Source code for metaperceptron.core.base_mlp_numpy

#!/usr/bin/env python
# Created by "Thieu" at 13:43, 13/09/2023 ----------%
#       Email: nguyenthieu2102@gmail.com            %                                                    
#       Github: https://github.com/thieu1995        %                         
# --------------------------------------------------%

import pickle
from pathlib import Path
import numpy as np
import pandas as pd
from permetrics import RegressionMetric, ClassificationMetric
from sklearn.base import BaseEstimator
from mealpy import get_optimizer_by_name, Optimizer, get_all_optimizers, FloatVar
from metaperceptron.helpers import act_util, validator
from metaperceptron.helpers.metric_util import get_all_regression_metrics, get_all_classification_metrics


[docs]class MlpNumpy:
    """This class defines the general Multi-Layer Perceptron (MLP) model using Numpy

    Parameters
    ----------
    input_size : int, default=5
        The number of input nodes

    hidden_size : int, default=10
        The number of hidden nodes

    output_size : int, default=1
        The number of output nodes

    act1_name : str, default='tanh'
        Activation function for the hidden layer.

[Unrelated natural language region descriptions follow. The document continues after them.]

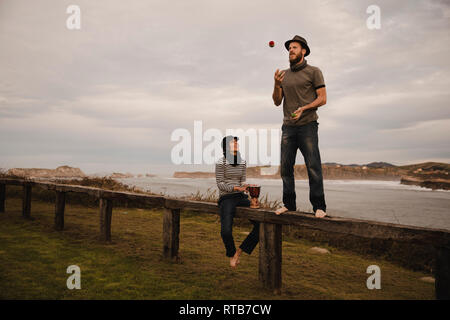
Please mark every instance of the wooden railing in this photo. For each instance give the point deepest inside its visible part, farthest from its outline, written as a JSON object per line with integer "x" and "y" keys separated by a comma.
{"x": 270, "y": 245}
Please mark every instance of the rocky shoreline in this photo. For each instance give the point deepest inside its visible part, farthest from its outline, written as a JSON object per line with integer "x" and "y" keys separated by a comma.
{"x": 431, "y": 175}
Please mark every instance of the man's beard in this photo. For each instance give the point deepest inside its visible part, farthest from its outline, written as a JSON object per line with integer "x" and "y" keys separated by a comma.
{"x": 296, "y": 60}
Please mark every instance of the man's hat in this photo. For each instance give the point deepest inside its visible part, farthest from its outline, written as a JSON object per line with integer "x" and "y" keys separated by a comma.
{"x": 301, "y": 40}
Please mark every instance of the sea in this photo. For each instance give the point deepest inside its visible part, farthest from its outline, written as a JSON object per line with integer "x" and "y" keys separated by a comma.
{"x": 372, "y": 200}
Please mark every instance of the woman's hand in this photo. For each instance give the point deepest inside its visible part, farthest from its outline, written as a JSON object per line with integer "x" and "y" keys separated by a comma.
{"x": 278, "y": 77}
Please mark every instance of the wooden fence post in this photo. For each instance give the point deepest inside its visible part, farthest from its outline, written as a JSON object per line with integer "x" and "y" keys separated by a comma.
{"x": 171, "y": 232}
{"x": 442, "y": 274}
{"x": 2, "y": 197}
{"x": 59, "y": 210}
{"x": 26, "y": 201}
{"x": 270, "y": 238}
{"x": 105, "y": 219}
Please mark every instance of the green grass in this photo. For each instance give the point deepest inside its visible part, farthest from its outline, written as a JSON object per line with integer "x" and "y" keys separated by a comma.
{"x": 34, "y": 259}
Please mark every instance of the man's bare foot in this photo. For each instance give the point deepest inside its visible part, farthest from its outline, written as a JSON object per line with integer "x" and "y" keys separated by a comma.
{"x": 281, "y": 211}
{"x": 320, "y": 213}
{"x": 234, "y": 261}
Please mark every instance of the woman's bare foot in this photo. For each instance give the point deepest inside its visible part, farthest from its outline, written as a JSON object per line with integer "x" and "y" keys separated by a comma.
{"x": 234, "y": 261}
{"x": 320, "y": 213}
{"x": 281, "y": 211}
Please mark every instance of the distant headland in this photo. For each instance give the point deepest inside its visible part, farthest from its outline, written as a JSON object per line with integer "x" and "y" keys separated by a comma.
{"x": 432, "y": 175}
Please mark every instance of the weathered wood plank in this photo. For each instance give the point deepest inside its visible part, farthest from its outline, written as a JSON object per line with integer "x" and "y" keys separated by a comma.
{"x": 442, "y": 274}
{"x": 171, "y": 232}
{"x": 2, "y": 197}
{"x": 105, "y": 219}
{"x": 26, "y": 201}
{"x": 270, "y": 237}
{"x": 60, "y": 204}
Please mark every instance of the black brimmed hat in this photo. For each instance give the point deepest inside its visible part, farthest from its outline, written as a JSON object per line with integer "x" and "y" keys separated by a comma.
{"x": 301, "y": 40}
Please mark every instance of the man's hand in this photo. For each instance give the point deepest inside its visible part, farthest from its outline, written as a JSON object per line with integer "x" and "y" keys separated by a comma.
{"x": 279, "y": 76}
{"x": 298, "y": 113}
{"x": 240, "y": 189}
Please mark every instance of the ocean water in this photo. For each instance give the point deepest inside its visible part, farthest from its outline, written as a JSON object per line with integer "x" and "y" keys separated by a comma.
{"x": 385, "y": 201}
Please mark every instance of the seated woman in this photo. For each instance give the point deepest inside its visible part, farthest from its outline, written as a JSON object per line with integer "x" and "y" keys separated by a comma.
{"x": 230, "y": 176}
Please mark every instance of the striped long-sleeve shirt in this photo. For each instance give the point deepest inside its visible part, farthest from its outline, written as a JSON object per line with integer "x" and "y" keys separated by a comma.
{"x": 228, "y": 176}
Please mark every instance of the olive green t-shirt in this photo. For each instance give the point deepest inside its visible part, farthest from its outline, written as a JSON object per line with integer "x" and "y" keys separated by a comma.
{"x": 299, "y": 89}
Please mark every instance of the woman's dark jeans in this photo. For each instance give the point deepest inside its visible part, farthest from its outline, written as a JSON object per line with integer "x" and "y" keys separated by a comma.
{"x": 227, "y": 211}
{"x": 306, "y": 139}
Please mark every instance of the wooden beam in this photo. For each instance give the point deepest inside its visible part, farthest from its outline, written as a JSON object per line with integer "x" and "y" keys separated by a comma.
{"x": 26, "y": 201}
{"x": 270, "y": 238}
{"x": 171, "y": 233}
{"x": 442, "y": 274}
{"x": 59, "y": 210}
{"x": 105, "y": 219}
{"x": 2, "y": 197}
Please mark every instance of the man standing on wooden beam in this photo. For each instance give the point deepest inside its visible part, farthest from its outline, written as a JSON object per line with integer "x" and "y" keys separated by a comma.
{"x": 302, "y": 90}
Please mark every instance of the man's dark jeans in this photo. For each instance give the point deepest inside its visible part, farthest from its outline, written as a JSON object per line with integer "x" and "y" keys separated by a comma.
{"x": 227, "y": 211}
{"x": 306, "y": 139}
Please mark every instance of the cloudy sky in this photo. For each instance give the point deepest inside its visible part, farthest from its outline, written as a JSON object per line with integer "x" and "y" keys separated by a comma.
{"x": 107, "y": 97}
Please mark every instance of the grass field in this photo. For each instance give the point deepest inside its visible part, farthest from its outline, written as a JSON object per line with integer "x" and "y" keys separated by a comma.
{"x": 34, "y": 259}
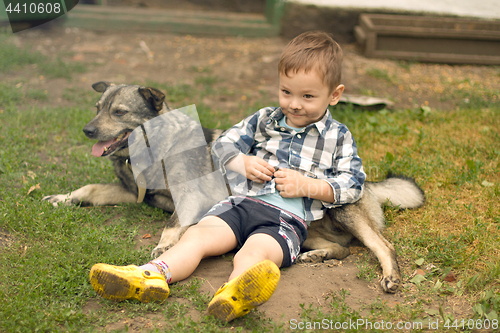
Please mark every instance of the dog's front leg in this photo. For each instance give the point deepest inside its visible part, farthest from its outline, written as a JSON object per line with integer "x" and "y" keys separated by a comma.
{"x": 94, "y": 195}
{"x": 359, "y": 224}
{"x": 170, "y": 235}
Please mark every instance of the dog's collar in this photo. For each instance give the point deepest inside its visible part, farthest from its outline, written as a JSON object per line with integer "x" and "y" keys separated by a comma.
{"x": 140, "y": 180}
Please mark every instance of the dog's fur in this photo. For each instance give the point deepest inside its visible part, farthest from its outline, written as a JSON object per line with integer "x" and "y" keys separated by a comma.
{"x": 122, "y": 108}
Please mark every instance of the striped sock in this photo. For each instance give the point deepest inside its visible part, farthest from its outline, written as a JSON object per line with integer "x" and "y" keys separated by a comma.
{"x": 159, "y": 267}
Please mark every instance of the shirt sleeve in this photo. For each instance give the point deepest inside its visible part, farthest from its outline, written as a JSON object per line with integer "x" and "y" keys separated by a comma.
{"x": 238, "y": 139}
{"x": 346, "y": 177}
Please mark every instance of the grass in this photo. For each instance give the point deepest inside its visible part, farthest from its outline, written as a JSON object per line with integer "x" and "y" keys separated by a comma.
{"x": 46, "y": 253}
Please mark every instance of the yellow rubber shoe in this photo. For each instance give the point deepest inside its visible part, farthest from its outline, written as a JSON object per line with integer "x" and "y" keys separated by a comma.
{"x": 118, "y": 283}
{"x": 240, "y": 295}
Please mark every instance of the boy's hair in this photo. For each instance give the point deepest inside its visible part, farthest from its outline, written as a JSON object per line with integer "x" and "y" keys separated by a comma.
{"x": 313, "y": 50}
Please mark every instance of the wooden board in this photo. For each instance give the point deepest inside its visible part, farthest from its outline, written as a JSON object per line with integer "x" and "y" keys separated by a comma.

The supported activation functions are:
        ["none", "relu", "leaky_relu", "celu", "prelu", "gelu", "elu", "selu", "rrelu", "tanh", "hard_tanh",
        "sigmoid", "hard_sigmoid", "log_sigmoid", "swish", "hard_swish", "soft_plus", "mish", "soft_sign",
        "tanh_shrink", "soft_shrink", "hard_shrink", "softmin", "softmax", "log_softmax", "silu"]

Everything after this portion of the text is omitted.